Merci tout d’abord à Virginie de m’avoir fait découvrir cette jeune auteure!

Voici un bouquin bien sympathique, mais qui m’a tout de même laissée mi-figue, mi-raisin…. Je vous laisse tout d’abord découvrir l’histoire :

Fraîchement sortie d’une histoire d’amour qui lui a laissé un goût amer, Estelle ne pensait pas retomber si vite amoureuse. Trop vite peut-être… Installation, projets communs, les événements s’enchaînent rapidement. Paul est un jeune homme charismatique. Toujours volontaire pour aider son prochain, il est très apprécié dans la région, ce qui laisse penser à Estelle qu’elle a trouvé la perle rare.
Pourtant derrière l’idylle le pire se prépare. Si l’amour est un masque, la joie et le bonheur n’en seraient-ils que les pâles reflets ? Derrière ses airs enjôleurs, Estelle ne devine pas qu’elle est en train de tomber dans les mains d’un pervers narcissique qui va peu à peu l’éloigner des siens. Humiliations, brimades, violence psychologique et sexuelle, Estelle subit de nombreux affronts dans le seul but de la soumettre.
Sous son emprise, c’est l’histoire de toutes ces femmes qui vivent ou qui ont un jour vécu sous le joug d’un manipulateur narcissique.
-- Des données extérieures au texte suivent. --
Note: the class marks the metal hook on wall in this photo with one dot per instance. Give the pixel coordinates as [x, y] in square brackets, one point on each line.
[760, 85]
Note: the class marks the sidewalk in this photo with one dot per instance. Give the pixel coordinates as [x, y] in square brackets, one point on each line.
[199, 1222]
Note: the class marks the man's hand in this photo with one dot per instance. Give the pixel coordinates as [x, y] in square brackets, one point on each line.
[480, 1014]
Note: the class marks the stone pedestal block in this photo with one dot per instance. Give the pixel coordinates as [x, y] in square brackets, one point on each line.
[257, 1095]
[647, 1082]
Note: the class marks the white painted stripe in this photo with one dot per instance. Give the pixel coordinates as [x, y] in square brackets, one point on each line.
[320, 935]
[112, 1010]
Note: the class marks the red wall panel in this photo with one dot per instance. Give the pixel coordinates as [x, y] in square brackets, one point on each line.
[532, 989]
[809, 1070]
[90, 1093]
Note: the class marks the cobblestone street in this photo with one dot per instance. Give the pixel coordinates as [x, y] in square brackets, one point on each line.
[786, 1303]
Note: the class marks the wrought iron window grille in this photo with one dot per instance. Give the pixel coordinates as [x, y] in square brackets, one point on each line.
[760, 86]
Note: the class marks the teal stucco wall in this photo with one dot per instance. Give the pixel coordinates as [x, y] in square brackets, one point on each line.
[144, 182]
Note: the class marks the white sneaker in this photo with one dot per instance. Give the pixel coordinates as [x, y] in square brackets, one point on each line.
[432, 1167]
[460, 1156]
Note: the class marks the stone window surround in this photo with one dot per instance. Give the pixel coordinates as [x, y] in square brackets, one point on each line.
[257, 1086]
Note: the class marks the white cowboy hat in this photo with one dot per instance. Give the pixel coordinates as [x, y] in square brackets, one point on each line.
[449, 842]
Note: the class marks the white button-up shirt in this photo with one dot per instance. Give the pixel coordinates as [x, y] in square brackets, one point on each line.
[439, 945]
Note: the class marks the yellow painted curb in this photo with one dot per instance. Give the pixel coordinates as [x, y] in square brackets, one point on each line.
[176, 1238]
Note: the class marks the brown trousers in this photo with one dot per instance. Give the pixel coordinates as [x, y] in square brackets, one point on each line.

Pour s’en sortir, Estelle devra ouvrir les yeux sur sa condition en tant que femme soumise mais elle devra également réapprendre à penser par elle-même et à s’affirmer. Sa seule force de caractère et le soutien sans faille d’un nouvel allié lui permettront-ils de franchir les nombreux obstacles qui se dressent devant la voie de la liberté ?

Alors, voici un thème assez dur à traiter, néanmoins l’auteure a su le faire sans entrer dans le pathos ou la lourdeur.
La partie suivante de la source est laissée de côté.